DjVu File Handling on the macOS Command Line with DjVuLibre
About DjVu
DjVu is a web-centric format and software platform for distributing documents and images. DjVu can advantageously replace PDF, PS, TIFF, JPEG, and GIF for distributing scanned documents, digital documents, or high-resolution pictures. DjVu content downloads faster, displays and renders faster, looks nicer on a screen, and consume less client resources than competing formats.
DjVuLibre
DjVuLibre is a popular open-source library and set of tools for working with DjVu files. It provides command-line utilities that allow you to perform various operations on DjVu files.
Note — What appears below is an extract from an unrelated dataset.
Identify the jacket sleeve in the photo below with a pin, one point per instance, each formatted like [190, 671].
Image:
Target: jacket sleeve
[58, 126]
The DjVuLibre documentation is at times hard to follow, here is an overview of the commands I use most.
Install djvulibre on mac
Prerequisites: we will install djvulibre with the package manager homebrew.
- Open Terminal.
- Run `brew install djvulibre`
Structure and metadata with djvudump
This command displays information about the structure and metadata of a DjVu file.
`djvudump <input.djvu>`
For example, if you have a DjVu file called “document.djvu” and you want the structure and metadata, the command would look like this:
djvudump document.djvu
You can drag and drop the file into the Terminal to add the correct document path.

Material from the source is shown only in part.